From here, click on “Go to project selector.”

Then click “CREATE PROJECT.”

Give the project a name. I keep the location setting on the default “no organization.”

Enable Billing
#

The next step is to enable billing. A credit card is required, but Google will give you $300 in free trial credits over a 90 day period, or at least it did for me at the time of writing this.

Enable the API
#

Next we need to enable to API. Click the “Enable the API” button which will open up a new tab.

In the “Confirm project” tab, Click “NEXT.”

It should say “You are about to enable ‘Cloud Vision API’.” Click on “ENABLE.” This may take a second or two.

Create a virtual environment
#

Before installing any libraries, it is a good practice in Python to create a virtual environment.
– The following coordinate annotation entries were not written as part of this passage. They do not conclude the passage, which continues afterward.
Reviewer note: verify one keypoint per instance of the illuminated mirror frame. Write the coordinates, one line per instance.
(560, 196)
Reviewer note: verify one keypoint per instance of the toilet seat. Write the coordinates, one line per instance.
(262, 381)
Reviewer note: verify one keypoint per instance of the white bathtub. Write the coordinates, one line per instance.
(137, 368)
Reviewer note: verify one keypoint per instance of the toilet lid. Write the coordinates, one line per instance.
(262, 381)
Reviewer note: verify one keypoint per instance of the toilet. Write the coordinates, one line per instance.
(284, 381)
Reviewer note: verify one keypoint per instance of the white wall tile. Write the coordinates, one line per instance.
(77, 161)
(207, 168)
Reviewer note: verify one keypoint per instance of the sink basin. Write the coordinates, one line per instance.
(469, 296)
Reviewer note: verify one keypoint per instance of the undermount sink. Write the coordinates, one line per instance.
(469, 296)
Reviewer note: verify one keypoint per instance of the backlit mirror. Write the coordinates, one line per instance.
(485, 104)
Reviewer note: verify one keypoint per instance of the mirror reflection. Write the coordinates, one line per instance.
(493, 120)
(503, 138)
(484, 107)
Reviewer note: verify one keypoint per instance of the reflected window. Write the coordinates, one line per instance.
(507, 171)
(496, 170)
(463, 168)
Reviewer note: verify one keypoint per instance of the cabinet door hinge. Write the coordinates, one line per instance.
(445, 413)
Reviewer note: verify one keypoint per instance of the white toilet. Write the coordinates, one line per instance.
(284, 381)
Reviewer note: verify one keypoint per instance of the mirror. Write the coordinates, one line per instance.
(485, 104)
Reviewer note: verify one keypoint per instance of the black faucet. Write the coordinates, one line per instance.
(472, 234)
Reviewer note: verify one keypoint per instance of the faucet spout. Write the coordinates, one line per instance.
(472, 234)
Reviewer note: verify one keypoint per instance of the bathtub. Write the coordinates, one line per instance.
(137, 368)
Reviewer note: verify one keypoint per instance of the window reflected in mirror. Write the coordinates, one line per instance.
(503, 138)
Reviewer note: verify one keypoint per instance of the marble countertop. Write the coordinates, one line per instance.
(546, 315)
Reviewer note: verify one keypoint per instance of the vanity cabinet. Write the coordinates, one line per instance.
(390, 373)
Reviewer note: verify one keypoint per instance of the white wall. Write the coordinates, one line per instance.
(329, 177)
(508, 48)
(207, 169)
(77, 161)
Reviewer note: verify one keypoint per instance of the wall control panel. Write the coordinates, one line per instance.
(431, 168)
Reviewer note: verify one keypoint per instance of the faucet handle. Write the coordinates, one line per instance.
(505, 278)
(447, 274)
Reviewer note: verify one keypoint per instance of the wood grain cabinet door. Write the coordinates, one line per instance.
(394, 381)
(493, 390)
If virtualenv is not already installed, install it with this command:

pip install virtualenv

Then crete a virtual environment with these commands, replacing [name] with a name for the virtual environment:

virtualenv [name]
source [name]/bin/activate

Install the google.cloud python library
#

After creating a virtual environment, install the Google Cloud Vision API library with this command:

pip install --upgrade google-cloud-vision

Install Google Cloud CLI
#

Now we need to install the Google Cloud CLI. I am using the Debian/Ubuntu installation instructions located here:

https://cloud.google.com/sdk/docs/install#deb

The specific commands can vary depending on the Linux distro.

First we update the package manager.

sudo apt-get update

Then we install Google Cloud CLI dependencies.

sudo apt-get install apt-transport-https ca-certificates gnupg curl sudo

Then we import the Google Cloud public key.

curl https://packages.cloud.google.com/apt/doc/apt-key.gpg | sudo gpg --dearmor -o /usr/share/keyrings/cloud.google.gpg

Then run this command to add the Google Cloud CLI distribution URI as a package source.

echo "deb [signed-by=/usr/share/keyrings/cloud.google.gpg] https://packages.cloud.google.com/apt cloud-sdk main" | sudo tee -a /etc/apt/sources.list.d/google-cloud-sdk.list

Finally, install the Google Cloud API with this command. This may take several minutes.

sudo apt-get update && sudo apt-get install google-cloud-cli

Initialize Google Cloud CLI
#

Now that the CLI is installed, we initialize it by running this command:

gcloud init

It will say “You need to login to continue.” Hit “Y” for yes, and it should open up a web browser allowing you to log in with your google account. It will then say “Google Cloud SDK wants access to your Google Account.” Click “Allow.”

Back in the CLI, it should say “You are logged in as: [Google_Account_Name].” It should also prompt you to select the cloud project to use. Enter the number that corresponds to the project that was just created. The script should now be ready to run.

Run the Python Script
#

There are several variables that can be changed in this script.

“language” specifies the language to be used. It is set to English by default. Not setting this will cause the API to auto-detect the language, which can cause outputs containing random Cyrillic and Greek words. This is especially true with handwriting, in my experience.

“Directory” specifies the directory containing the images to be processed. This is required or the script will fail.

“DocumentName” specifies the name to be used in the output text document. This is only used in labelling text in the generating the output file.

“page” specifies the page number to start on when labelling the output text.

“output” specifies the name of the generated text file.

This is a very simple script for converting images of text into a text document with the Google Vision API. I made it for my own use in converting handwritten notebooks to searchable text files.